A select group of Lodi Unified School District teachers will soon begin training to bring iPads into their classrooms in the fall. It's part of the district's push to integrate more technology into daily instruction.
Six teachers at all levels were selected.
The iPads cost $538 per device, according to Dale Munsch, the district's director of technology services.
The district is also purchasing cases for the iPads, charging and synching carts for each classroom, wireless access points for each classroom and a few other peripherals, he said.
The money for this project comes from the district's Enhancing Education Through Technology grants. They are part of the federal No Child Left Behind Act, and set aside to assist eligible local educational agencies in using technology to enhance teaching and learning.
Assistant Superintendent Art Hand sees the district's iPad trial as groundbreaking. "(It has) the potential to significantly change the way that we deliver education," he said.
Hand has received positive comments from the teaching staff throughout the process.

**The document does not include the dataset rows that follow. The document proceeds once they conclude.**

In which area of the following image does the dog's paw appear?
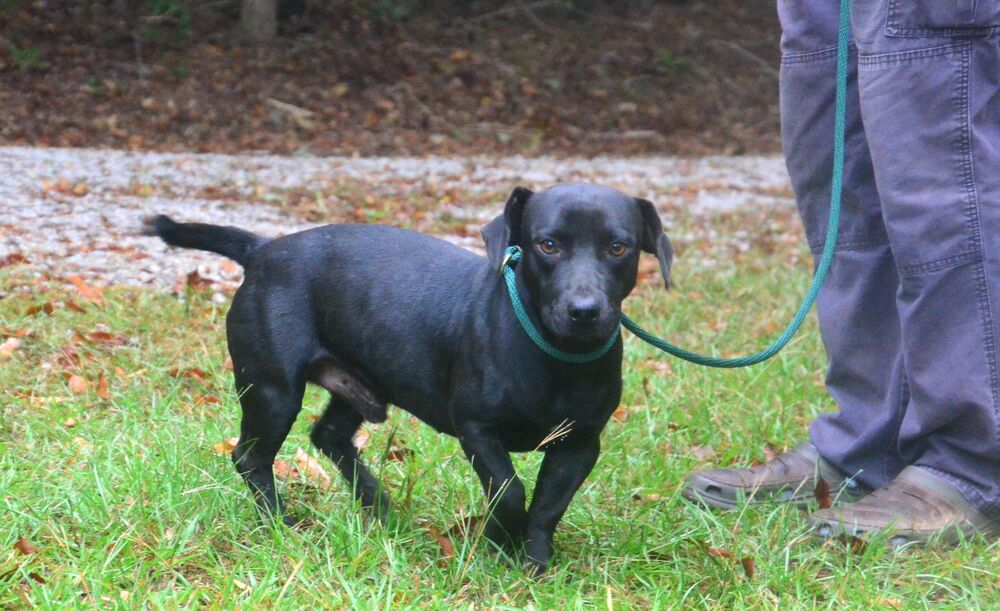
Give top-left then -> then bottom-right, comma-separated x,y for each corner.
523,540 -> 553,578
524,557 -> 549,578
484,522 -> 524,552
359,490 -> 393,525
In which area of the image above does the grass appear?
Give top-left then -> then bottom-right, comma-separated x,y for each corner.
2,238 -> 998,609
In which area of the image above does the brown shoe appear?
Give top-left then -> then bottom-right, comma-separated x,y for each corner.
808,466 -> 1000,546
681,442 -> 870,510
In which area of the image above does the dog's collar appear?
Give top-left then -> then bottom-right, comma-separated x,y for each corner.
500,246 -> 620,363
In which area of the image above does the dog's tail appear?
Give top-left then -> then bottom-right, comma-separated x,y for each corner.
143,215 -> 268,268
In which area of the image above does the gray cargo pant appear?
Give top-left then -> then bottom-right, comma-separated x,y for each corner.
779,0 -> 1000,519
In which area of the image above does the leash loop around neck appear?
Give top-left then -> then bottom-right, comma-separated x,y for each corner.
500,0 -> 851,368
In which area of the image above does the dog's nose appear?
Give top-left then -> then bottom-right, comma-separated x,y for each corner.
567,297 -> 601,323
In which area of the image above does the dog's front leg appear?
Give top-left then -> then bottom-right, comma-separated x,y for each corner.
458,423 -> 528,548
524,432 -> 601,575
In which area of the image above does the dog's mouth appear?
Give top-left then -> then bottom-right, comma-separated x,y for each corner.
541,307 -> 621,352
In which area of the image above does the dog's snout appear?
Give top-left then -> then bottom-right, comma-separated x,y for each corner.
567,297 -> 601,323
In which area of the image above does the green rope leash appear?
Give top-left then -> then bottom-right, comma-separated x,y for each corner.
501,0 -> 851,367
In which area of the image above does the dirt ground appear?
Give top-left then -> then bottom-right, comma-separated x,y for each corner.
0,0 -> 781,157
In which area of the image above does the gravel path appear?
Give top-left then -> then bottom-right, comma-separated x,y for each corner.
0,146 -> 795,291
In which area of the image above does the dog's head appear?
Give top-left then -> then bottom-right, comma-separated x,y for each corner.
482,183 -> 673,350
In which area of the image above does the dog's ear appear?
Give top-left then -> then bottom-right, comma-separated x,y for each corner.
481,186 -> 533,270
635,197 -> 674,289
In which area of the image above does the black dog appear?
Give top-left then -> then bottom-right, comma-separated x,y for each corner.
145,183 -> 673,574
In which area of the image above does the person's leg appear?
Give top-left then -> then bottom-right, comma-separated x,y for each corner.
840,0 -> 1000,522
683,0 -> 906,508
779,0 -> 908,489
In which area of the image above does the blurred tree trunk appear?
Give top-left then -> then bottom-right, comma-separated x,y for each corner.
241,0 -> 277,44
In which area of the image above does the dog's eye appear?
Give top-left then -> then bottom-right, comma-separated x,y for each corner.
538,239 -> 559,255
609,241 -> 628,257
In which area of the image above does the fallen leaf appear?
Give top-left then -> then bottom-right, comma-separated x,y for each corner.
352,429 -> 370,449
14,536 -> 37,555
385,446 -> 414,462
691,444 -> 717,462
68,375 -> 88,394
222,356 -> 234,371
762,443 -> 778,463
26,302 -> 55,316
424,524 -> 454,566
272,459 -> 300,481
72,182 -> 89,196
0,337 -> 21,359
47,178 -> 71,194
84,331 -> 129,346
168,367 -> 208,382
213,437 -> 239,456
65,299 -> 87,313
815,478 -> 832,509
447,515 -> 483,540
186,270 -> 213,290
0,253 -> 28,268
632,492 -> 663,502
706,546 -> 734,559
56,347 -> 81,369
194,394 -> 221,405
67,275 -> 103,303
64,417 -> 77,428
294,447 -> 331,489
740,556 -> 756,580
612,406 -> 630,422
96,375 -> 109,400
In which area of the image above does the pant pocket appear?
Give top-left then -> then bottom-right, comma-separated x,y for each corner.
857,42 -> 978,271
887,0 -> 1000,37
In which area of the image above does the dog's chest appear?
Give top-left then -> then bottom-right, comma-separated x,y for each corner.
488,366 -> 621,443
493,385 -> 613,452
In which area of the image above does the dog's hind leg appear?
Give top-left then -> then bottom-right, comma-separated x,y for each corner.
231,381 -> 304,525
310,397 -> 392,521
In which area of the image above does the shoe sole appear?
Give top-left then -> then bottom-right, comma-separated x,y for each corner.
681,473 -> 818,511
808,514 -> 987,548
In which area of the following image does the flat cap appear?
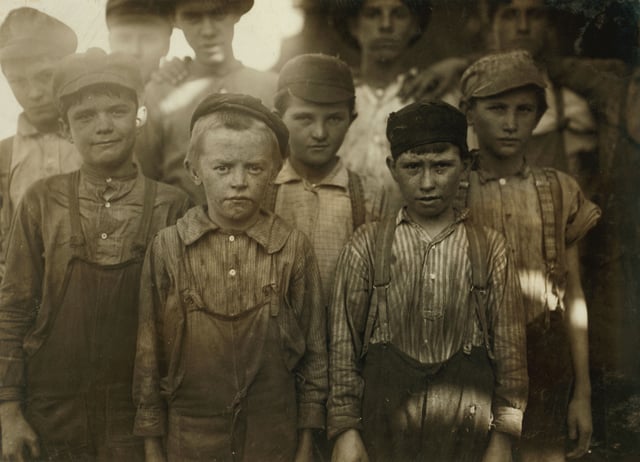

The level of participation in the application phase speaks well to that with 59 total applications for five potential slots.
"This made the selection process incredibly difficult, but the teachers chosen do represent a fantastic cross-section from a highly-talented pool of educators," Hand said. The following teachers were chosen:
- Bryan Lum, McNair High
- Charles Taylor, McAuliffe Middle
- Chris Funge, Larson Elementary
- Lisa Fromm, Beckman Elementary
- Kim Loftin, Wagner Holt Elementary
- Sonja Renhult, Tokay Colony Elementary
School districts throughout the region are putting iPads into classrooms on a trial basis.
In Calistoga, more than a dozen pre-school students practiced writing letters and reading on the colorful pads this summer. Software loaded onto the devices included interactive stories and songs.
If the children continue to work on their curriculum and the parents attend all the conferences, the family gets to keep the iPad free of charge.
In the Merced County town of Le Grande, all incoming high school freshmen and returning sophomores will be issued iPads. The plan is for every student in the school to have one within five years.
"We need to move our students forward into the 21st century, and the iPad is the perfect tool to help us do that," Superintendent Donna Alley said in a press release.
Like Lodi, the school's devices were paid for through grants.